Die musikalische Familie bringt sich in Chor und Orchester ein, Ursula Krauß gibt in der Gemeinde Religionsunterricht. Nur die geistigen Führer, die Apostel, sind Hauptberufler - die Gemeindevorsteher etwa arbeiten ehrenamtlich. "Auch das ist uns sympathisch", sagt Krauß, "die Predigten sind zwar vielleicht nicht so professionell wie anderswo, aber unsere Führungskräfte haben Bodenhaftung und kennen alle alltäglichen Probleme.
"Aus der Familie spricht Überzeugung - und das, obwohl sie sich ihren Glauben nicht aktiv selbst ausgesucht hat. Beide Ehepartner stammen aus neuapostolischen Familien, kennen sich aus der Gemeinde, waren in derselben Jugendgruppe. "Man hat damals die Freizeit überwiegend zusammen verbracht, die meisten meiner Freunde kamen aus der Gemeinde", erinnert sich Uwe Krauss.

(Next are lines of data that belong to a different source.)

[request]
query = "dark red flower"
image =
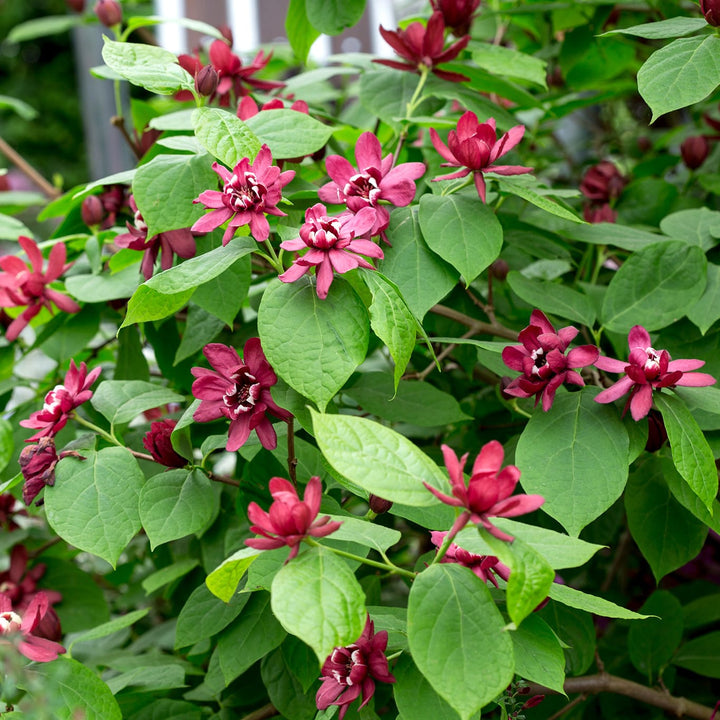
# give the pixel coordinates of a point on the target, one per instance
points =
(167, 244)
(423, 47)
(250, 191)
(374, 184)
(542, 360)
(648, 369)
(290, 519)
(352, 671)
(61, 401)
(22, 286)
(157, 442)
(475, 148)
(240, 391)
(489, 491)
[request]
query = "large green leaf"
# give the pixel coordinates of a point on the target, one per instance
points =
(317, 598)
(680, 74)
(461, 230)
(560, 452)
(457, 637)
(378, 459)
(655, 286)
(94, 502)
(328, 338)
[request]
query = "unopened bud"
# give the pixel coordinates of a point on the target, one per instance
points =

Heute sei auch das anders: "Gordons Freundeskreis etwa setzt sich vorwiegend aus Schulkameraden zusammen."Was also bedeutet Glaube, ohne Essens- oder Kleidervorschriften, ohne markante Symbole?
"Beim Beten wird man ruhiger, man kann sich daran halten", sagt Krauß, jetzt wieder nachdenklich. "Wenn man einen Glauben hat, setzt man andere Prioritäten und lässt sich nicht von der Angst, etwa vor einer Wirtschaftskrise, lähmen. Die Gegenwart ist ein Geschenk."
Die Neuapostolische Kirche zählt weltweit über elf Millionen Mitglieder und ist nach Katholiken, Protestanten und Orthodoxen die viertstärkste christliche Konfession. In Deutschland ist sie mit rund 370000 Mitgliedern die drittgrößte christliche Einzelkirche. In Stuttgart bekennen sich etwa 5000 Menschen in über 20 Gemeinden zu der Religionsgemeinschaft, die Ende des 19. Jahrhunderts aus der Katholisch-Apostolischen Gemeinde in Großbritannien entstanden ist. Im Mittelpunkt der neuapostolischen Lehre und der Gottesdienste steht die Wiederkunft Christi, Grundlage ist die Lutherbibel in der Übersetzung von 1984. Die geistlichen Führer werden als Apostel bezeichnet, die sich als Nachfolger der ersten Apostel Jesu verstehen. Dementsprechend ist die Kirche missionarisch ausgerichtet, um anderen das Evangelium zu verkünden. Die Amtsträger sind berufene Laien, die zum allergrößten Teil ehrenamtlich arbeiten.
Erst in den vergangenen Jahrzehnten hat sich die Neuapostolische Kirche zunehmend nach außen geöffnet. Zuvor trat sie eher introvertiert mit einem starken Zusammengehörigkeitsgefühl auf und hatte deshalb immer wieder mit Kritik und einem fragwürdigen Sekten-Image zu kämpfen. Nach dem Wandlungsprozess sind solche Stimmen inzwischen weit gehend verstummt.